Domatic makes healthier lighting cost-effective and commonplace. Because Domatic light fixtures don’t operate on 50/60Hz mains, color and intensity control (dimming) are immune to grid frequencies. When dimming, Domatic LED drivers modulate intensity at 1400 Hz, eliminating any perceived flicker. Domatic drivers also balance intensity delivered to multiple LED elements, so color temperature control is implicit in the design.
Domatic light fixtures don’t require additional circuitry for control.

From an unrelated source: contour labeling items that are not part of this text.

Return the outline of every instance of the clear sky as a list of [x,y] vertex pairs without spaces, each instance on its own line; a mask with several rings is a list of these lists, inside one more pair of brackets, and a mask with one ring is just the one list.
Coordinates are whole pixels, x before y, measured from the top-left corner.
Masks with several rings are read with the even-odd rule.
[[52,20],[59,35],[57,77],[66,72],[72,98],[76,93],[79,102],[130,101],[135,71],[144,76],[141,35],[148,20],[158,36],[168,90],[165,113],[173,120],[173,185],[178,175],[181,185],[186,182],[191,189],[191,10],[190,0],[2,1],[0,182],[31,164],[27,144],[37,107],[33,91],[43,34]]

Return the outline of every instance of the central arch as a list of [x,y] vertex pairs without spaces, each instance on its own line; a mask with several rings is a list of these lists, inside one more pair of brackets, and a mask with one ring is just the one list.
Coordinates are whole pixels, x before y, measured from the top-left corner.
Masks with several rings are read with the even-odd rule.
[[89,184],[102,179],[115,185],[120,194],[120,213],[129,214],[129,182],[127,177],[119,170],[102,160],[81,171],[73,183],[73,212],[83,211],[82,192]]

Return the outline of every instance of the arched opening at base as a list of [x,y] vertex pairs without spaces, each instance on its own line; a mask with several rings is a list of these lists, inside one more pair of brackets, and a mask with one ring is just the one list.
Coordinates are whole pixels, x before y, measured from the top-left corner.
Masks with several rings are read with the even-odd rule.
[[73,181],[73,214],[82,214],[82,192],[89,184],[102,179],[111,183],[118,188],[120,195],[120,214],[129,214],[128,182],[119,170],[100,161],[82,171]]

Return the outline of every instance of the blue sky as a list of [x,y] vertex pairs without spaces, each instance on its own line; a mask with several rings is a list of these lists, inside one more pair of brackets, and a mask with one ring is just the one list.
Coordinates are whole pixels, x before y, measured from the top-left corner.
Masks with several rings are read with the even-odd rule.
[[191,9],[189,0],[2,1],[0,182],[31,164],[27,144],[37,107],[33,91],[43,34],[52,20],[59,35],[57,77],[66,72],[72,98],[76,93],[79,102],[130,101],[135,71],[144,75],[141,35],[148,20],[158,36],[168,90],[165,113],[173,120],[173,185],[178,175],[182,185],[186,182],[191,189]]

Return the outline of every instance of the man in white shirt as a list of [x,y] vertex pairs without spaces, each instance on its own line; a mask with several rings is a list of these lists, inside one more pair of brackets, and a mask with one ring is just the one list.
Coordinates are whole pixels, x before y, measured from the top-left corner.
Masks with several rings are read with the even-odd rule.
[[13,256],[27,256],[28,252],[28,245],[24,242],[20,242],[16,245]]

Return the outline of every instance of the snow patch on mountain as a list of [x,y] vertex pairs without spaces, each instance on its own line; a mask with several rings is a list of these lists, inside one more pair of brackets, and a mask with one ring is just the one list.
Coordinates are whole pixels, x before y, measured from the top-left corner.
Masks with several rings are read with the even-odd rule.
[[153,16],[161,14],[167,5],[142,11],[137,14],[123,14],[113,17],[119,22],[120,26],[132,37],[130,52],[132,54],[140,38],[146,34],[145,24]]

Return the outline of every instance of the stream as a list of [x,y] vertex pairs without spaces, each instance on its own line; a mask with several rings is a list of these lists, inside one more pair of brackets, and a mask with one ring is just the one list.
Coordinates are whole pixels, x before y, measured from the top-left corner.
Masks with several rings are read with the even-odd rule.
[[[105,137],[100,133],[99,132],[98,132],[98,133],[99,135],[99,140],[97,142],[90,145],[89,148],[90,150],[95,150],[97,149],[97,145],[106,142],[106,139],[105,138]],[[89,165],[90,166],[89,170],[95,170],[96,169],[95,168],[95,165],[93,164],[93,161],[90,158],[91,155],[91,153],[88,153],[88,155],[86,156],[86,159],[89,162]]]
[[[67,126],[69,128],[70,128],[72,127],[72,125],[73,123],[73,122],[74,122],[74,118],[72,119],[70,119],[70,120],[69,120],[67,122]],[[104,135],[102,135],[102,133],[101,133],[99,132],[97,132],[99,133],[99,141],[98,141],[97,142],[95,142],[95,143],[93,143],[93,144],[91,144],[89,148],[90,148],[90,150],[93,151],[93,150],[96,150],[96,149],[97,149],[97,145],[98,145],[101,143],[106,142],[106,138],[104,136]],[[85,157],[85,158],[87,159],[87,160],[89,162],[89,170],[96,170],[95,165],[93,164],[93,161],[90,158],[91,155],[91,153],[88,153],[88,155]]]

The Domatic network carries power and a data network on the same wires so all fixtures are capable of circadian lighting and energy efficient dimming under software control using a variety of inputs, including wall switches, occupancy sensors, voice controls, smart phones, and time-of-day/year algorithms.
Because Domatic-enabled fixtures are hard-wired into a building, easy to commission, and operate at low-voltage, class 2 power levels, high quality lighting is significantly more cost-effective with Domatic than traditional methods.